About Maureen C. Wartski

I’m Maureen Wartski, writer, artist, wife, mother, grandmother; you can see that I have many of the bases covered. I was born in Ashiya, Japan, a (then) small town which lay cradled between sea and mountains. In the evenings, we would walk along the road that ran past Osaka Bay, and a great moon would rise out of the water to turn the world to silver. I’m told that my first words were, “Big moon!” All my life I have felt the tug to write something, draw something, put together something with fabric, string and color, and the urge to create has grown through the years. I suppose, then, that it’s a natural thing that this blog be full of the things that so many of you enjoy doing…drawing, making something with fabric, and writing. Yuri's Brush with Magic, my newest book for middle schoolers follows the adventures of a brother and sister, the magic of words, and the incredible magic of the natural world. I'd love to hear from you! You can send me a note at: My blog is here: Or friend me on Facebook!

14 responses »

  1. Maureen,
    TheGypsy Moth in your garden is now a celebrity. Its fame will be spread far and wide. Next time you spot your moth, expect to see it wearing sunshades and autographing kale.

    I really do sympathize, even if my humor is”in bad taste” and doesn’t reflect it. We’ve probably all had something we cultivated eaten by an insect or some other wildlife. I know I have.

      • I smell a picture book or story about a famous gypsy moth who longs for days as a caterpillar again. That’s one way to work out your frustrations and maybe add a little jingle to your pocket. What do you say? If nothing else, I hope I brought a smile to your face.

  2. How right you are, Maureen. Our garden has a number of invaders that have managed to overwhelm some of our plants and flowers. We must learn that every attempt we make to interfere with our natural world has ramifications we can only begin to comprehend. It is daunting to think of the damage that may be unintended but nevertheless can be caused by unsettling the natural world.

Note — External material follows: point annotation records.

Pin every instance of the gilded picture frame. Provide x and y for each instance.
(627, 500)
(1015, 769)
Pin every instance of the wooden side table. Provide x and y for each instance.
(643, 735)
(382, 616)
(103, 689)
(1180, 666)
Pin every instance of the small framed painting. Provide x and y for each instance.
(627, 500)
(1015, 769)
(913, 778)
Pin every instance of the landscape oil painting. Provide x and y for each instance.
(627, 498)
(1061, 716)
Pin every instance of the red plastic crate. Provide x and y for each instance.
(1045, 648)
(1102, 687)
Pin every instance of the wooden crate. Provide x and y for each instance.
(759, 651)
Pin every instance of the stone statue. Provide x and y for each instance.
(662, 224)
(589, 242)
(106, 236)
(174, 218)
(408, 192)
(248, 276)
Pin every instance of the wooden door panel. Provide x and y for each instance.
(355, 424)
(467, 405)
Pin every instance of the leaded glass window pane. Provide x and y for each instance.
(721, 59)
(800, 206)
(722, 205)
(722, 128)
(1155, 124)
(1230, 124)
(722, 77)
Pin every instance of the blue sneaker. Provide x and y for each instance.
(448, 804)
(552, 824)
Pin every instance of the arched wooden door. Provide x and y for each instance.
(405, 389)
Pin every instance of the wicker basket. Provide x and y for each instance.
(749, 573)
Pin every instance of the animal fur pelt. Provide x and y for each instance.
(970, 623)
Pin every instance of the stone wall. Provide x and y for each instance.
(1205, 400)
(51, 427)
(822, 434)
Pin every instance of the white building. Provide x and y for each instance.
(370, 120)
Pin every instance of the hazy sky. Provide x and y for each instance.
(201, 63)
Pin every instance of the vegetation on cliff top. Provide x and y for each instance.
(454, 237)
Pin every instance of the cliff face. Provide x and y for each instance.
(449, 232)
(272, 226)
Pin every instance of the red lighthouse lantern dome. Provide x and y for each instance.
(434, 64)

  3. It’s interesting that some of our ‘invaders’ are human… tourists who unwittingly (or knowingly) damage ecosystems as they visit foreign parts…. I guess we all have to be careful not to be ‘invaders.’
    Thanks for always reading, Fran!!

  4. A delight to find the gypsy moth caterpillar, kudzu, frog and other
    varmints in my mailbox this morning. Thank you for all. Love, Sue

  5. hi Maureen, missed you at quilting this week.
    i have a story or two about invaders. When we lived in Michigan, we had a cottage up north at the hihgh point of the northern tip.. We drove into our yard one summer to find a whole wall of our garage covered with gypsy moths. and some of the trees infested as well.
    Shocked at this, we went to search for information about these brown wooly looking creatures. it seems , they invaded our state and this was an infestation that was quite wide spread that season. W e did the appropriate way of getting rid of them. as best we were informed would end their occupation. but this infestation across our state lasted for a few summers. before they just disappeared.!
    one other funny thing happened this last week.
    We are tearing out our downstairs bath. and the possible leaving of door open to the backyard. left open for a few moments allowed the visit of a tiny frog into Jen’s new bedroom. it was a baby. and very green… like your picture above. so sweet. she found him or her and returned it to a likely place in the woods near our garden.

    • I also want to mention that the haikus and that marvelous quilt were just what was needed on this rainy, dark morning. Thanks so much Maureen for enlightening and entertaining us.

    • I love that you returned the little frog to the woods, Donna! As for the gypsy moths… they seem to produce tons of those nasty caterpillars!
      I am sorry I missed you at quilting, but maybe at Bridget’s?